Mısır asıllı İsviçre vatandaşı yazar Tarık Ramazan, Batı’nın “İslam dünyasındaki başarılı örnekleri yok sayarak bölgedeki sorunlara ve İslama karşı korku oluşturmaya odaklandığını söyledi.
Mısır asıllı İsviçre vatandaşı düşünür, akademisyen, yazar ve İslamolog Tarık Ramazan, Batı’nın “İslam dünyasındaki başarılı örnekleri yok sayarak bölgedeki sorunlara ve İslama karşı korku oluşturmaya odaklandığını” belirtti.
Müslüman Kardeşler Teşkilatı’nın (İhvan) kurucusu Hasan el-Benna’nın da torunu olan Ramazan, AA muhabirine verdiği mülakatta, Batı’nın İslam dünyasına bakışı, artan İslamofobi ve bununla mücadelede Müslümanların üzerine düşen görevlere ilişkin değerlendirmelerde bulundu.
Ramazan, “Belli ki Batılılara göre İslam ve Müslümanların, ‘ötekini’ yani demokrasinin, olumlu örneklerin dışında bir şeyleri temsil etmeleri gerekiyor. Başarılı örnekler olmalarına rağmen kasıtlı olarak ne Türkiye ne de Malezya hakkında konuşuyorlar.” dedi.
İslam dünyasındaki başarılı örnekleri ve olumlu işleri görmezden gelen Batı medyasının “bölgedeki sorunlara İslam’ın neden olduğu yönünde bir algı” oluşturmaya çalıştığını belirten Ramazan, “Batılılar Arap dünyasından, diktatörlüklerden, toplumlardaki yolsuzluktan ve tüm bunların sözde müsebbibi İslamdan bahsederler. Halihazırda Batı medyasında gördüğümüz politika budur.” diye konuştu.
“İsrail destekçisi kesim, İslamafobiyi Müslümanlara karşı kullanıyor”
İslamafobinin son yıllarda Batı’da tırmanışa geçmesinin birkaç nedeni olduğunu kaydeden Ramazan, bu noktada Müslümanları hedef göstererek İslam’a karşı korku yaratmaya çalışan İsrail destekçisi kesimleri suçladı.
Ramazan, Batı’da artan İslamafobiye ilişkin şunları söyledi:
“Evvela tarihi olarak şunu mutlaka anlamamız gerekiyor. Şu an Batı’da Müslümanların varlığı çok net, her yerde onları görebiliyoruz. Buna karşılık ABD ve Avrupa’da Müslümanlara karşı korku oluşturmaya çalışan Siyonistler gibi bilindik siyasi akımlar var. Müslümanların hedefte olduğu çok açık. ABD ve Avrupa’daki İsrail destekçisi kesimin İslamafobiyi Müslümanlara karşı kullandığını bilmemiz gerekiyor.”
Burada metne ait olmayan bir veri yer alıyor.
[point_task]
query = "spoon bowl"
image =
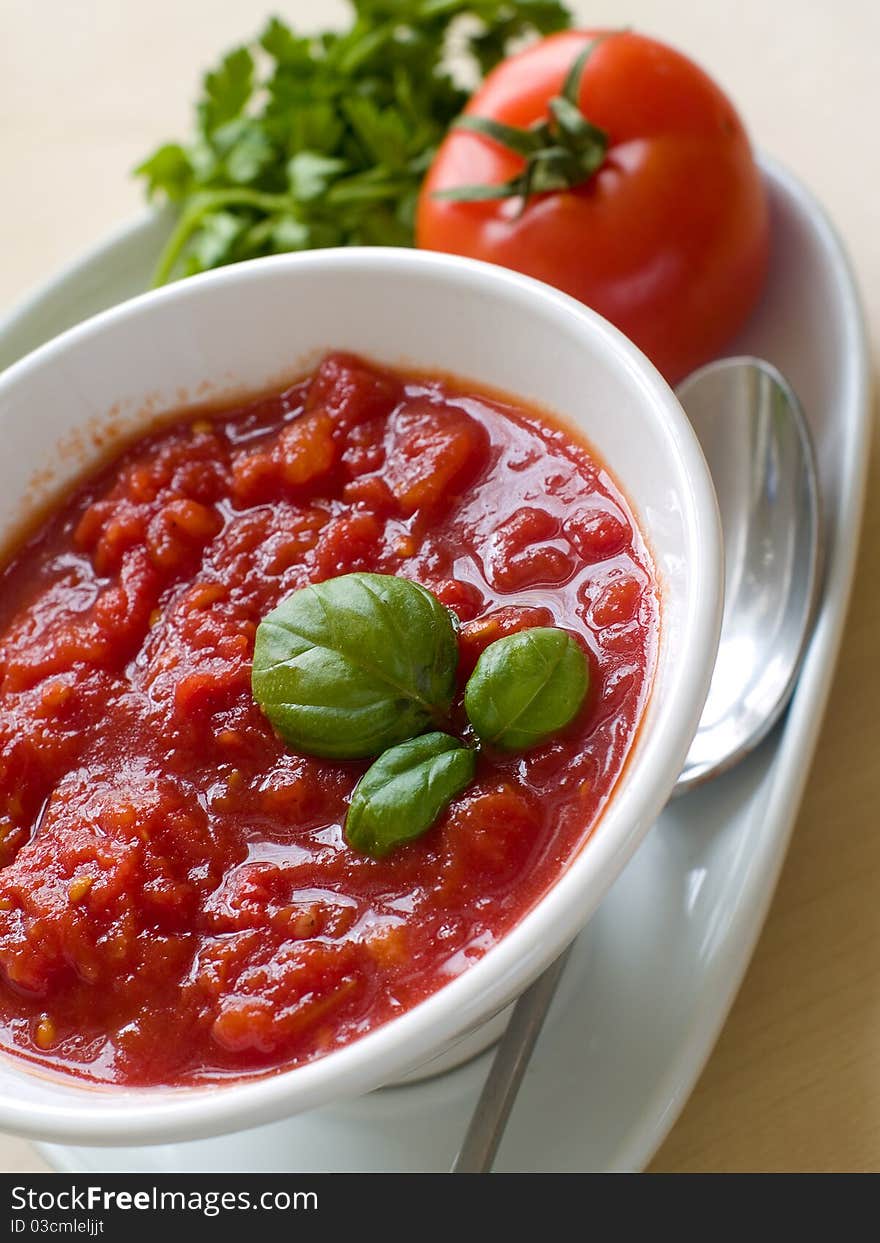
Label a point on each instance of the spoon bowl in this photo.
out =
(757, 444)
(755, 438)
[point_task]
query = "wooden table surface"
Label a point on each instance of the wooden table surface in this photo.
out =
(86, 90)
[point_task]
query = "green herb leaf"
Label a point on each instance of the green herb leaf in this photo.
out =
(347, 668)
(226, 90)
(308, 174)
(526, 688)
(403, 793)
(372, 102)
(168, 170)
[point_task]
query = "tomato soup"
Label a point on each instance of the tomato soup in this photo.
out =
(178, 901)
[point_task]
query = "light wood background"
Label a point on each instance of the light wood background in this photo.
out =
(88, 86)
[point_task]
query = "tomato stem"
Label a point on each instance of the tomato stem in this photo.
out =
(561, 152)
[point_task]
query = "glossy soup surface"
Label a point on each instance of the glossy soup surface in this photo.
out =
(177, 898)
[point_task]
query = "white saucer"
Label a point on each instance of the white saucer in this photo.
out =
(653, 977)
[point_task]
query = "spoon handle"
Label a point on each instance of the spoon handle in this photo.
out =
(508, 1065)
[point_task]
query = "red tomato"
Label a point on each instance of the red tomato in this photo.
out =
(668, 239)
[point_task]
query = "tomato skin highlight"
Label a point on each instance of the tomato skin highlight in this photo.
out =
(669, 240)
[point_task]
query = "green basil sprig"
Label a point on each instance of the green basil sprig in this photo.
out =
(363, 664)
(403, 793)
(526, 688)
(359, 663)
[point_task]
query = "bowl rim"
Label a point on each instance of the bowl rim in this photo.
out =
(162, 1114)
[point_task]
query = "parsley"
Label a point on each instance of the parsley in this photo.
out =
(306, 141)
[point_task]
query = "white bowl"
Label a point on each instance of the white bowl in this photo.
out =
(244, 327)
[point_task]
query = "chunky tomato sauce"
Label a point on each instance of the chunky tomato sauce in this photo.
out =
(177, 898)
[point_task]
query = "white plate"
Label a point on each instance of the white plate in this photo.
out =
(653, 977)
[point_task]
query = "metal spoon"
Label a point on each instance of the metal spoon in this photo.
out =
(757, 445)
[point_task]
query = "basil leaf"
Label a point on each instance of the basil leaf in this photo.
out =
(526, 686)
(347, 668)
(403, 793)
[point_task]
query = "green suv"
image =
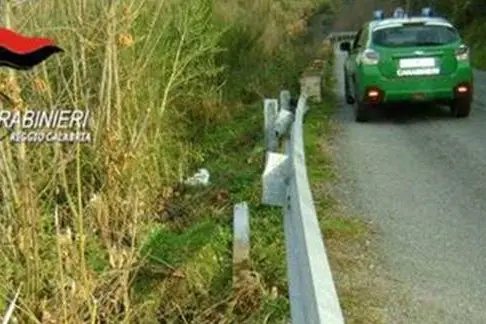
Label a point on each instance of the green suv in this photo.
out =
(407, 59)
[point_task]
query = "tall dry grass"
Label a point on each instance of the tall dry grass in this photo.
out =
(154, 75)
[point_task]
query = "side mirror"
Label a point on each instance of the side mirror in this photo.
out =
(345, 47)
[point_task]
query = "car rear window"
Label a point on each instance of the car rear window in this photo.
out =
(415, 35)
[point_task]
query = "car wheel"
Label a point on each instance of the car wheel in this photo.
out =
(361, 112)
(460, 108)
(347, 94)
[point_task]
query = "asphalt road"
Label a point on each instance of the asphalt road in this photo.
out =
(421, 177)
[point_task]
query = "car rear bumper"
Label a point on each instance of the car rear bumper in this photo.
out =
(431, 88)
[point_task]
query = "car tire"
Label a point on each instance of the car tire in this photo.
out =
(361, 112)
(347, 95)
(460, 108)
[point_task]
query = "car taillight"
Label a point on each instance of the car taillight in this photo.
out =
(462, 53)
(370, 57)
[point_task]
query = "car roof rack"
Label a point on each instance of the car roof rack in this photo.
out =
(427, 12)
(378, 15)
(400, 13)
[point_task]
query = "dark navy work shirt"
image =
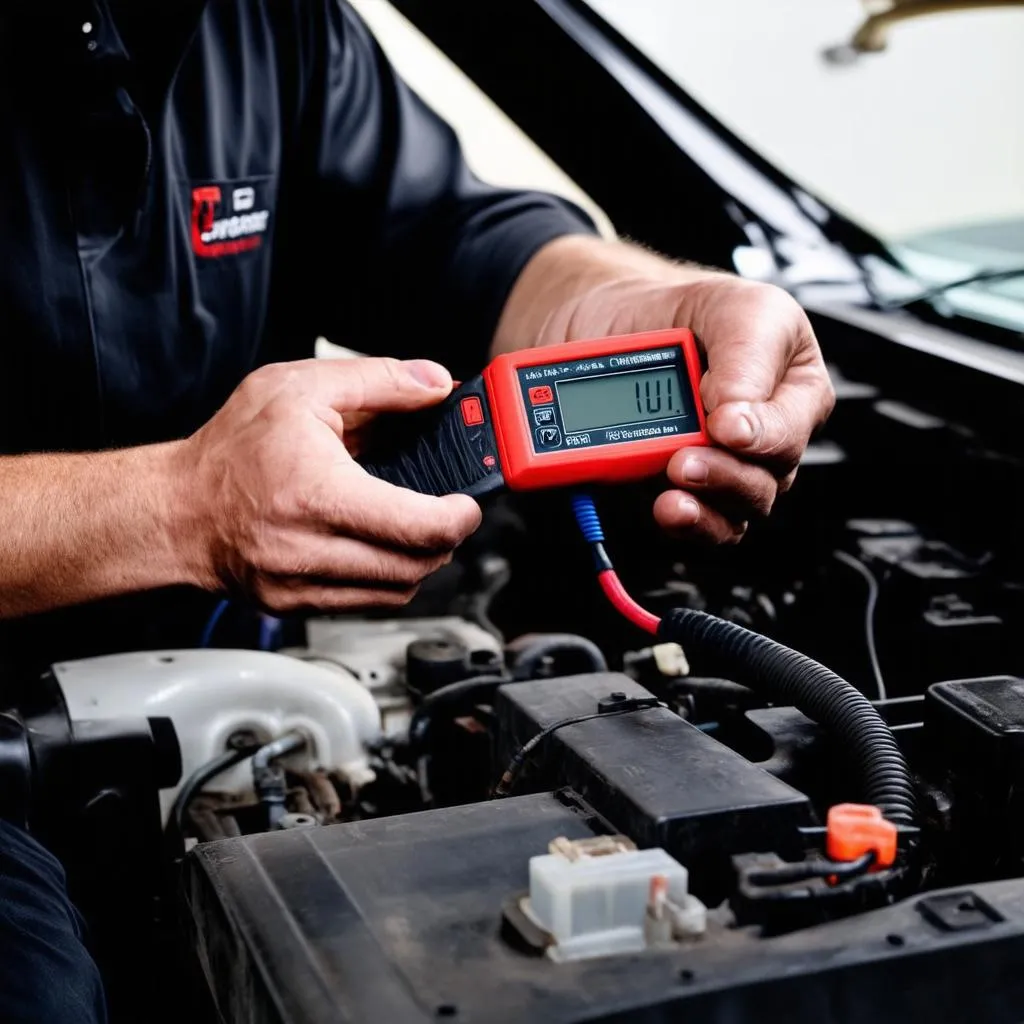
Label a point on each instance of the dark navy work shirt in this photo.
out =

“(Arap dünyasında) Batının çıkarlarına hizmet eden bir ekonomik oyun var”
Batı’nın son yıllarda Arap dünyasında değişimlerin yaşanmasına fırsat vermediği şeklindeki söylemler hakkında ise Ramazan, “Bu doğru. Ancak ilk olarak içeride (Arap Baharı’nın yaşandığı ülkelerde) neler olduğunu konuşmamız, nedenlere yeniden bakmamız gerekiyor. Bu gelişmelerden kim faydalanabilirdi ve şu an fiili olarak kim faydalandı? Bu soruların yanıtını aramamız gerek.” diye konuştu.
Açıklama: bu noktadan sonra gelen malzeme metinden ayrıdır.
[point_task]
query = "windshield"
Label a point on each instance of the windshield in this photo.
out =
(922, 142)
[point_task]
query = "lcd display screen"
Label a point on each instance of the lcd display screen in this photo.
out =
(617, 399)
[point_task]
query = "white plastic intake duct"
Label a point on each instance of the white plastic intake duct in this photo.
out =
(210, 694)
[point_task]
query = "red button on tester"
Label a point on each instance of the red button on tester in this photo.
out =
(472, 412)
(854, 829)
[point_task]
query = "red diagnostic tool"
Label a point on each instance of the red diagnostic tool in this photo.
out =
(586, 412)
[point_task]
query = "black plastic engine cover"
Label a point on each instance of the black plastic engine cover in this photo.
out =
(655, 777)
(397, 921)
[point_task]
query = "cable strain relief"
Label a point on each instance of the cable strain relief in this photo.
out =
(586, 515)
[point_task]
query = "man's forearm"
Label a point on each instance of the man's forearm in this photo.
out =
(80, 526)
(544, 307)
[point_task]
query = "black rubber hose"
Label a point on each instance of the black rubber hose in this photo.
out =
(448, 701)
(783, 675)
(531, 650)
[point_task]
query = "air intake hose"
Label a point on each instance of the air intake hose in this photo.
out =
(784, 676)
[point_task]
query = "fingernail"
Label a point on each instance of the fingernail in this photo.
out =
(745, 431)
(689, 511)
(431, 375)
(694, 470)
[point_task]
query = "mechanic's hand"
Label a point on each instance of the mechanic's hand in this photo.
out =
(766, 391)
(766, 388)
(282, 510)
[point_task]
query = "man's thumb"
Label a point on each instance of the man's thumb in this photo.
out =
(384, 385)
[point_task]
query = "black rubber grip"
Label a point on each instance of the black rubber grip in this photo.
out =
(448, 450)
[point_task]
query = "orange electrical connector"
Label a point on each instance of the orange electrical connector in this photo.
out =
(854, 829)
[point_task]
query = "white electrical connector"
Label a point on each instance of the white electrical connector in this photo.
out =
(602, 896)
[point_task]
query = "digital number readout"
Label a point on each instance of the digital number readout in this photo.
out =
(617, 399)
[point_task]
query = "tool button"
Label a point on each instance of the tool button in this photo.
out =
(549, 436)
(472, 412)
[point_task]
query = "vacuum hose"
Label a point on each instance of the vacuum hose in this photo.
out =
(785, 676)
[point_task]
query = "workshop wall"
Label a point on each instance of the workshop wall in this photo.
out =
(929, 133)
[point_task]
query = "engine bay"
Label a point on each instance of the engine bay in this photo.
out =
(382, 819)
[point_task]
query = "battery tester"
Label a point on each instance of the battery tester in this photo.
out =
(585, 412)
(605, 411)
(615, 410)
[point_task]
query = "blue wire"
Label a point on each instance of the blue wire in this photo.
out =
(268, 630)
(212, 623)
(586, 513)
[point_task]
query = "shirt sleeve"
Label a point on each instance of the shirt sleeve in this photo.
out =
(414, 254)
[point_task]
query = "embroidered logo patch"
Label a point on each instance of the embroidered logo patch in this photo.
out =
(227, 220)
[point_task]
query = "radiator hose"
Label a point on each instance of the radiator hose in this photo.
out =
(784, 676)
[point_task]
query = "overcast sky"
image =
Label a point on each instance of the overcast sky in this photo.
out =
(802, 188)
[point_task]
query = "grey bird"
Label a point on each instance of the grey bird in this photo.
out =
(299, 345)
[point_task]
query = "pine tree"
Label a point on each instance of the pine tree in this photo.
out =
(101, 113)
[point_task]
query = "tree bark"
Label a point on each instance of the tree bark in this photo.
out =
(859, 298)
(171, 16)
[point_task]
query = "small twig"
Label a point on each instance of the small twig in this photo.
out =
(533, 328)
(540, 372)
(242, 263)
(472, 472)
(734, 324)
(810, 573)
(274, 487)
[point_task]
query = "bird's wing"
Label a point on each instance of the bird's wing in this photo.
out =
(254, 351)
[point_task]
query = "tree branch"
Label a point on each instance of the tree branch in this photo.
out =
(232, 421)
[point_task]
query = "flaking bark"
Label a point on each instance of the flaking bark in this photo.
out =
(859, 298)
Arap dünyasındaki ekonomik yapının ABD ve Avrupa’nın kontrolünde olduğuna işaret eden Ramazan, “Batı’nın Arap Baharı’na karşı aldığı tavır çerçevesinde onların çıkarlarına hizmet eden bir ekonomik oyun var.” dedi.
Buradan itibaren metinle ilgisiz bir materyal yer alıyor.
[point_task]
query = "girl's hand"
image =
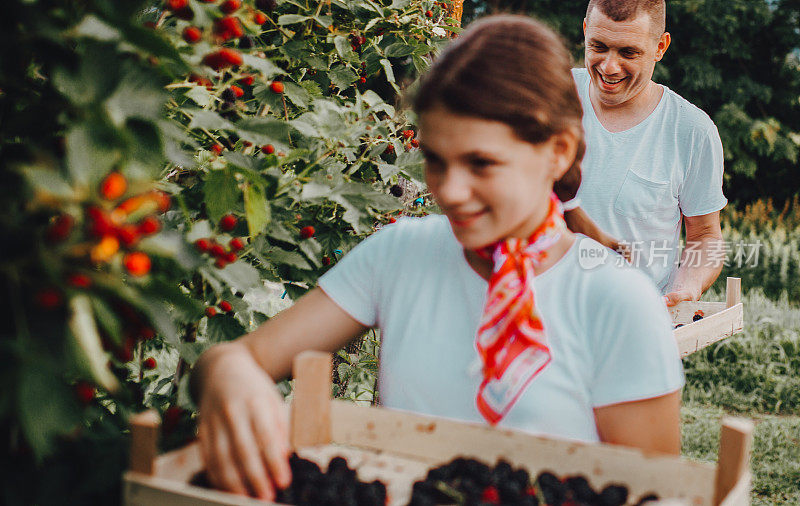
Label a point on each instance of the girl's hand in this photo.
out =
(243, 425)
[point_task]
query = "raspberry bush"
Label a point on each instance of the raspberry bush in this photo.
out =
(161, 162)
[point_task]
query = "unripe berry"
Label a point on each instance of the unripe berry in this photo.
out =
(192, 34)
(228, 222)
(137, 263)
(307, 232)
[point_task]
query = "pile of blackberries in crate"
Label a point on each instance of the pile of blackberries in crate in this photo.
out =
(463, 481)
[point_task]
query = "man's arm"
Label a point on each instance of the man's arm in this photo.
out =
(701, 261)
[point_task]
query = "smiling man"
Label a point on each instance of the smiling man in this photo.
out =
(653, 160)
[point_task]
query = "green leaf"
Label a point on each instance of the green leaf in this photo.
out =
(44, 406)
(221, 194)
(296, 94)
(223, 328)
(256, 208)
(84, 331)
(290, 19)
(209, 120)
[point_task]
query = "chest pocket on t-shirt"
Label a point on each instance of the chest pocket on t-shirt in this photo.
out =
(643, 199)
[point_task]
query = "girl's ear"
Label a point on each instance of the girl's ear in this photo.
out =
(564, 147)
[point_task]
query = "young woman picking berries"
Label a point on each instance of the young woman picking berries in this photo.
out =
(485, 313)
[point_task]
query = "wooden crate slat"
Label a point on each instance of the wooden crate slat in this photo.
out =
(709, 330)
(439, 440)
(143, 490)
(684, 311)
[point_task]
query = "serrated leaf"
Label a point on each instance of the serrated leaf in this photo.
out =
(290, 19)
(256, 208)
(221, 194)
(263, 65)
(209, 120)
(387, 68)
(296, 94)
(223, 328)
(84, 331)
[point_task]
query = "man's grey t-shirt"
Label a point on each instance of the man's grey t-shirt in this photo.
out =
(639, 183)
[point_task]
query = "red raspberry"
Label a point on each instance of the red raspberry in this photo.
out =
(192, 34)
(175, 5)
(490, 495)
(137, 263)
(218, 251)
(223, 58)
(276, 87)
(85, 392)
(149, 225)
(60, 228)
(228, 222)
(228, 28)
(79, 280)
(236, 244)
(48, 298)
(113, 186)
(202, 245)
(128, 234)
(230, 6)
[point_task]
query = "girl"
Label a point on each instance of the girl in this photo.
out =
(487, 313)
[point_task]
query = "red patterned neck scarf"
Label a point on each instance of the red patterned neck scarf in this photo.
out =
(511, 341)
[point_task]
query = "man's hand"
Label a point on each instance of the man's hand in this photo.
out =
(672, 298)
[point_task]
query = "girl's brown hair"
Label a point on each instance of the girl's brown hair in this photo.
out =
(514, 70)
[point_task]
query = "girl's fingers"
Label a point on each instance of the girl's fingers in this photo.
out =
(273, 440)
(221, 469)
(245, 449)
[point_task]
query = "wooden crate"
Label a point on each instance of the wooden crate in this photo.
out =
(399, 447)
(720, 320)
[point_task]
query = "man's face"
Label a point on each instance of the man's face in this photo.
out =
(621, 55)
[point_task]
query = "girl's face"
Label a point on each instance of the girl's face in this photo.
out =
(490, 184)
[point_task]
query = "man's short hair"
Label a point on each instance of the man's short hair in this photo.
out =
(621, 10)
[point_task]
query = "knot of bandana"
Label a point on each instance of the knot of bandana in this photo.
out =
(511, 341)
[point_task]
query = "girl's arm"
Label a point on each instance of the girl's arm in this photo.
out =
(651, 424)
(243, 422)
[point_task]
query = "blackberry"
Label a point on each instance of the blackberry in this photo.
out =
(580, 490)
(613, 495)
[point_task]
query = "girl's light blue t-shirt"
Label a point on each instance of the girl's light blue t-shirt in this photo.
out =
(608, 329)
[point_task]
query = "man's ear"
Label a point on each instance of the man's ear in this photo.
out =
(663, 44)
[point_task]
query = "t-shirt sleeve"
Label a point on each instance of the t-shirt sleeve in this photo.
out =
(353, 283)
(635, 353)
(701, 192)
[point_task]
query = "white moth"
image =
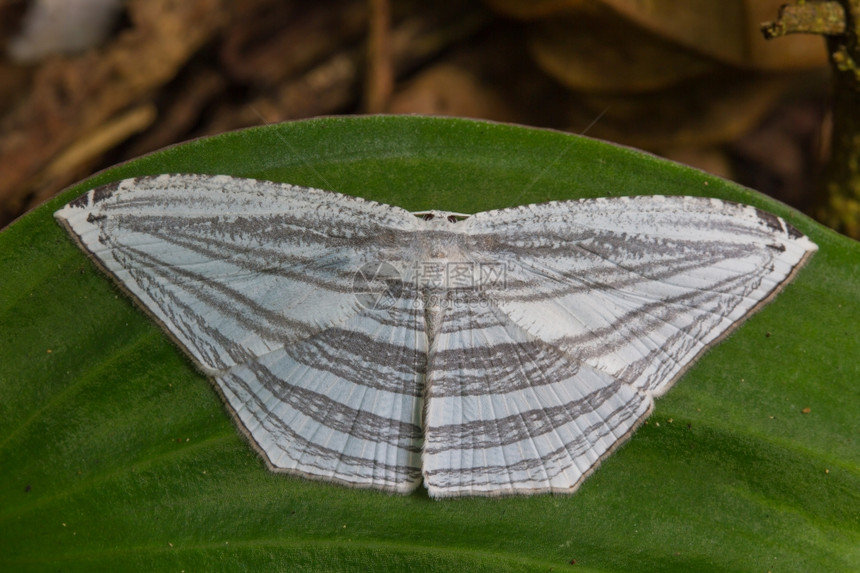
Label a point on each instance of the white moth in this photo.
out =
(506, 352)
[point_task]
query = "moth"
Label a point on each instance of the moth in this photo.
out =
(505, 352)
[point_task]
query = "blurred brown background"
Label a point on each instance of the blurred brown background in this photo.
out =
(85, 84)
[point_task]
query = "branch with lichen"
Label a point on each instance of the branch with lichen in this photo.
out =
(839, 22)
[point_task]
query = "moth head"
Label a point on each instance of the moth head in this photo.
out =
(440, 219)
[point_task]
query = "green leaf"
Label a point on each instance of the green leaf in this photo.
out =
(117, 455)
“Kendisine güvenen açık ve net bir İslami söylem çok önemli”
Artan İslamafobiye karşı Müslümanların üzerine düşen görevlere ilişkin ise Ramazan şunları kaydetti:
“Batı’da yaşayan Müslümanların, öncelikle İslamı ve içinde bulundukları toplumdaki insan haklarını doğru anlamaları lazım. Bu hedefin gerçekleştirilmesi için de üniversitelerde, akademik çevrede, toplumda ve sahada çalışan derneklerde faal ve aktif şekilde yer almak gerekiyor.”
Ramazan, “Batı’da İslamın varlığı, kendisine güvenen açık ve net bir İslami söylemin kullanımı çok önemli. Bu şekilde sunulan bir örnekten Batılı toplumlar da faydalanabilir.” ifadesini kullandı.
“Alanda aktif çalışan, duyulan ses olmalıyız”
İslamofobi ile mücadelede Batı’daki sivil toplum örgütlerinin önemine dikkati çeken Ramazan, tüm Batı toplumlarında Müslümanlar hakkında söylem geliştiren kurumlar olduğuna ve bu ülkelerde onların haklarını benimsediklerine işaret ederek, “Şimdi medyadaki İslama yönelik korkutma kampanyalarına rağmen, toplumlarda İslamı ve Müslümanların varlığını anlamaya dönük bir değişim olduğunu görüyoruz.” diye konuştu.
Toplumda etkin olmanın önemini vurgulayan Ramazan, “Bunun için alternatif medya dahil, Batı’daki tüm medya ağlarında daha fazla yer almalıyız.” dedi.
Ramazan son olarak Batı toplumlarıda ılımlı bir akımın da bulunduğunu hatırlatarak, “Ancak her şeye rağmen alanda aktif çalışan, duyulan bir ses olmalıyız.” ifadesini kullandı.
İsviçre’nin Cenevre kentinde 1962’de dünyaya gelen Tarık Ramazan (55), halen Oxford Üniversitesi Doğu Araştırmaları Enstitüsü’nde Öğretim Üyesi olarak görev yapıyor.